Stella Rimington, former director general of MI5, recalls the complications and tabloid-fueled controversy that followed her appointment as head of the famed British intelligence service, after spending decades in anonymity as a secret agent.
Dame Stella Rimington is the retired director general of the British Security Service (MI5). Appointed director general in 1992, she was the first woman to hold the post and the first director general to be publicly named on appointment.
After gaining a postgraduate diploma in the study of records and the administration of archives at Liverpool University, Rimington worked in the Worcester County Record Office and the India Office Library in London. In the mid 1960s, while accompanying her husband on a posting to the British High Commission in New Delhi, she worked part time for the Security Service, which at that time had an office in New Delhi.

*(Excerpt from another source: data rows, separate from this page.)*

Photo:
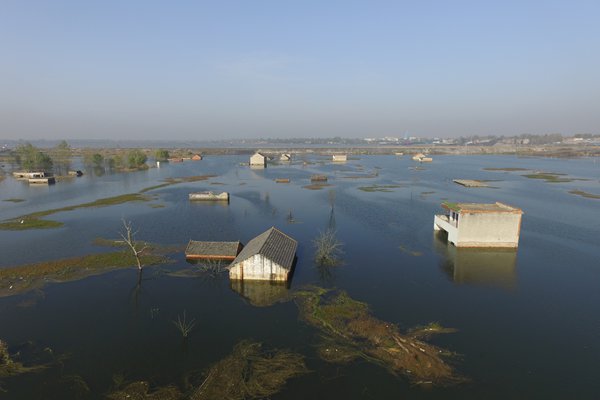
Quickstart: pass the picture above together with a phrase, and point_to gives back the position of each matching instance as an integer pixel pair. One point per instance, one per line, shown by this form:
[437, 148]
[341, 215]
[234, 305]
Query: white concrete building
[480, 225]
[268, 257]
[258, 159]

On her return to the UK in 1969, Rimington joined MI5 as a full time employee. She worked in all the main fields of the service's responsibilities, counter subversion, counter espionage and counter terrorism, becoming successively director of all three branches. During her tenure as director general, Rimington pursued a policy of greater openness for MI5, giving the 1994 Dimbleby Lecture on BBC TV. She retired from MI5 in April 1996.
Rimington was made a Dame Commander of the Bath in the 1996 New Year Honours List. She is the author of an autobiography, Open Secret, and the novels At Risk, Secret Asset and Dead Line.